Kawin: We have collaborations with other people to see how the data you are getting at 600µm can provide you more information about the brain and some of this work concerns tractography. In particular, it has been shown that tiny fiber pathways that were not visible in the past are making more volume than these large scale bundles that are connecting the white matter and that people have been studying for the past 2 decades. Looking at these new fibers opens a new research area, which is very exciting.

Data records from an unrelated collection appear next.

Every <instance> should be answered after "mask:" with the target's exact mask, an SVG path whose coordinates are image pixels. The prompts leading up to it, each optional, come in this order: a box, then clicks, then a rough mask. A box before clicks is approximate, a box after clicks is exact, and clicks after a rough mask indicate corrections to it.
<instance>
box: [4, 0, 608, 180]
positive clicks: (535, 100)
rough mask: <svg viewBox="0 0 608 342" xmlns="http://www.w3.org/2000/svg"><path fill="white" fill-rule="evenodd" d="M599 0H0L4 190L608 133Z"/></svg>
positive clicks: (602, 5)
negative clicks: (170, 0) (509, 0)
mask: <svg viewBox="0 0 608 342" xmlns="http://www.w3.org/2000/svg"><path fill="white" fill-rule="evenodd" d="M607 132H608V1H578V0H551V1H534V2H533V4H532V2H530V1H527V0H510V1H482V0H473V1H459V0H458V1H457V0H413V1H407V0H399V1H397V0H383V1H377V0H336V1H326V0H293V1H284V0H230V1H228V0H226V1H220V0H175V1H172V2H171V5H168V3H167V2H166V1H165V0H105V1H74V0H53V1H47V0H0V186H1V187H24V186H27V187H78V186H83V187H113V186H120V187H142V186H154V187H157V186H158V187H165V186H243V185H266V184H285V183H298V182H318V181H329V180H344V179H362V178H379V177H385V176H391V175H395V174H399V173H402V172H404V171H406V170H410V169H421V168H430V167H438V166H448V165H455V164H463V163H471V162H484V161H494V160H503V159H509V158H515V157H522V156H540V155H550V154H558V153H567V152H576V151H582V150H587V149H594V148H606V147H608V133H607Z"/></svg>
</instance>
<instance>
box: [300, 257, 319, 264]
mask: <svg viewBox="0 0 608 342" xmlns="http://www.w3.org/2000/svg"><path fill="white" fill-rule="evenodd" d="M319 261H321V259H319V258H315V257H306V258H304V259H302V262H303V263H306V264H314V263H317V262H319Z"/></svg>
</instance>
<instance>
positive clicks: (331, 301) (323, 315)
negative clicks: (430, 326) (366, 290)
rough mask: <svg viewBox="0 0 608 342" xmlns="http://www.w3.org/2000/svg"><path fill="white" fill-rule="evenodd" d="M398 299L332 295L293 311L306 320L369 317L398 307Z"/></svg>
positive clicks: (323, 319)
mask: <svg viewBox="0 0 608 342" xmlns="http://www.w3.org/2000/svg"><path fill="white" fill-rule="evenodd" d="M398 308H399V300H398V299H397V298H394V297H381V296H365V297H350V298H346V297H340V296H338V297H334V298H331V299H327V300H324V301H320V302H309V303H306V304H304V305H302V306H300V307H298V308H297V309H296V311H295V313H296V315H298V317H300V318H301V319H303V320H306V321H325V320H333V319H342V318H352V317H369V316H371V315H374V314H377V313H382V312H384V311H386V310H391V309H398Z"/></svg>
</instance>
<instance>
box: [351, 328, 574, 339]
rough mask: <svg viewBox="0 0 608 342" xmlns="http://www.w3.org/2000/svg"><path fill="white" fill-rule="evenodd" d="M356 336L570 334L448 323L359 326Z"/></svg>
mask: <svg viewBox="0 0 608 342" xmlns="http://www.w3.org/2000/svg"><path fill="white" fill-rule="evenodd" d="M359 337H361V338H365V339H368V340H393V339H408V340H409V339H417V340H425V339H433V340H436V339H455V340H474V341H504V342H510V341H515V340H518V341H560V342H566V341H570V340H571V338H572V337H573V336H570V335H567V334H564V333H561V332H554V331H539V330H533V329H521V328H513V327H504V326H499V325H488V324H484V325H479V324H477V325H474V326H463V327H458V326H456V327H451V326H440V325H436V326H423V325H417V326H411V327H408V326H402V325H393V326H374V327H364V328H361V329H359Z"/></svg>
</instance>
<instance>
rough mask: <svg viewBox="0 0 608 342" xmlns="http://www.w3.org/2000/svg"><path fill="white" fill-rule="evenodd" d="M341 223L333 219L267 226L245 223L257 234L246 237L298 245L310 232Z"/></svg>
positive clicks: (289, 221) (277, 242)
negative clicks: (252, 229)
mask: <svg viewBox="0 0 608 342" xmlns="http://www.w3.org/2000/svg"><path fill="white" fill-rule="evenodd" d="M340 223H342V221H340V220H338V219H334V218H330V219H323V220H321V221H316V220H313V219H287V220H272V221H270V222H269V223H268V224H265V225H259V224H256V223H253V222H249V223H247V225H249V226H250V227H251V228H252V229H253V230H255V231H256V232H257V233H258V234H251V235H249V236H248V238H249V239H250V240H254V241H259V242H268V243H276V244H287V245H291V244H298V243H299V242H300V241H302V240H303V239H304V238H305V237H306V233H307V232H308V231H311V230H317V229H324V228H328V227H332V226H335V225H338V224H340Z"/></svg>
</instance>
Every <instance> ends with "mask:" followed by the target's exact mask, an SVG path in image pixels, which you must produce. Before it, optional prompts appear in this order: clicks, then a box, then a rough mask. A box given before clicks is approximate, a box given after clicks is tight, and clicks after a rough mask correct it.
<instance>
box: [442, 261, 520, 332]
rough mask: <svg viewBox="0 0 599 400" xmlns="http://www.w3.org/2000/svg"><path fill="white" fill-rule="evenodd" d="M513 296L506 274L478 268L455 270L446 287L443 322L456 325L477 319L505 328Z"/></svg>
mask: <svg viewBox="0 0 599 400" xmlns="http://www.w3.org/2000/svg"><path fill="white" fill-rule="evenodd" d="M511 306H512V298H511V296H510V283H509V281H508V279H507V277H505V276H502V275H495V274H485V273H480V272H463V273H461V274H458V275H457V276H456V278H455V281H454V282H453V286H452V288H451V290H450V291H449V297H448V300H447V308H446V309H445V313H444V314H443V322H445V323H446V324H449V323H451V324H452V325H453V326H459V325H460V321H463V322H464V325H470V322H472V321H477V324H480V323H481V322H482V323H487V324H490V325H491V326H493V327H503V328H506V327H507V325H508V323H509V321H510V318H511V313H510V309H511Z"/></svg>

Larry: In the diffusion methods, there is a trade-off between high k-space or high q-space methods. Where you want the high b-value, we use the CONNECTOME scanner for that. In these regions you usually want a high angular resolution because you want to resolve multiple fiber crossing in these complex white matter areas where everything is crossing. But in other regions, you want high spatial resolution. For instance, the regions where the fibers enter into the cortex; the cortex itself is a big target for us. We have been highly interested in studying anisotropy in the cortex. For instance, can you use that to determine cortical regions? Is there a laminar difference in anisotropy because layer 4 is going this way, layer 1 and 2 are tangential and everything else is radial? What is the curvature of these fibers? So there are a lot of structures where g-slider can be used for architectonics.

Another thing, that is not even related to that, is the study of brainstem structures. You have these little nuclei, that are like a constellation of literally hundreds of nuclei, and it turns out that diffusion is one of the best ways to see them because of the gray/white contrast but also because these nuclei are partially defined by the bundles that are running around them. We found in our 7T brain stem work that diffusion is one of the most useful contrasts to look at brain stem anatomy, and you need submillimeter resolution to see that, and you probably don’t need super high b-values.

Kawin: MRI is a camera and, as we get sharper and sharper images, we are starting to see things that we haven’t been able to see before, so we are of course very excited about these types of applications.